Quindici nani nel bosco…
Sciocca filastrocca che mi accompagna in questa notte azzurra d’estate. Lo vedi anche tu lo zaffiro del cielo a occidente, mentre il sole illumina qualche altra parte del globo terrestre e tu sei sempre qui.
Qualche chilometro di spostamento, ma mai veramente andato. Mai veramente visitato un paese diverso…
Il pianoforte continua a suonare quella melodia che si rincorre, si morde la coda e riprende intatta dentro il profluvio di note veloci. Non c’è tocco ovattato, non c’è tensione, non c’è aspirazione e sensibilità. Un’esecuzione elefantesca, schiacciare i tasti per leggere la prima volta la musica. Senza significato.
Tutto mi appare grigio e lo è davvero in questa boscaglia anonima, uguale in tutte le parti del mondo.
Ma in fondo che cosa ci dovrebbe essere di diverso?
Invecchiando mi sono accorto che tutto è sempre uguale. Viviamo in un fottuto sistema chiuso, in mezzo alle infinite varianti insignificanti c’è solo assoluta uniformità. Cessata l’aspirazione della scoperta degli elementi basilari è tutto finito.
Vecchio piagnone. Potresti ben accontentarti… e invece inventi tutte quelle balle che ti portano a credere d’essere un minuscolo dio in terra, un creatore… come se la tua mente permeata di spazio e di tempo potesse trascendere tutti e due.

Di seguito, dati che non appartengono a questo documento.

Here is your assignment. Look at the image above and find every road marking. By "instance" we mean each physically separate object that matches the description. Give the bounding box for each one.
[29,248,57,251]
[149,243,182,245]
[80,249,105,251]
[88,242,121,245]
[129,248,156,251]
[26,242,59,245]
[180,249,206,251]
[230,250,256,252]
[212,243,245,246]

Sbagliato. Qualcosa c’è di diverso.
QUALCOSA C’È DI DIVERSO.
Ci deve essere di diverso.
O per lo meno, speri che lo sia.
Mentre le civette cominciano i loro ululati solitari come spari nella notte, sibili che attraversano la pelle con gemiti di terrore, immaginando di essere un topolino, di quelli dei campi, perduto nell’erba alta, sotto attacco, mi stendo sulle foglie dall’intenso odore di muschio.
Perché è l’odore della terra il catalizzatore che mi porterà a identificare il filo perduto che annuncia la differenza.
Ed ecco il punto di partenza.
Sono vecchio, ormai.
Non ancora rincitrullito, ma vecchio abbastanza per annusare la morte lì, dietro i cespugli.
E averne soverchiamente paura.
Bene ha fatto la natura a indebolire la mente degli anziani per impedire loro di pensare troppo al traguardo finale ma intanto…
Secondo punto: sento la mia forza vitale vanire a poco a poco. Un indizio qua e uno là… un vuoto di memoria, un dolore in mezzo al petto, un ginocchio che cede… ma più di tutto è l’affanno che accompagna i miei giorni… un’ansia che cresce per ogni cosa da farsi…. Il desiderio respinto ma quindi seguito di starmene in casa tutto il giorno, magari con la televisione accesa.
Per questo vengo nel bosco: sono un lottatore, ancora, e non voglio cedere. Non subito almeno. Non ancora.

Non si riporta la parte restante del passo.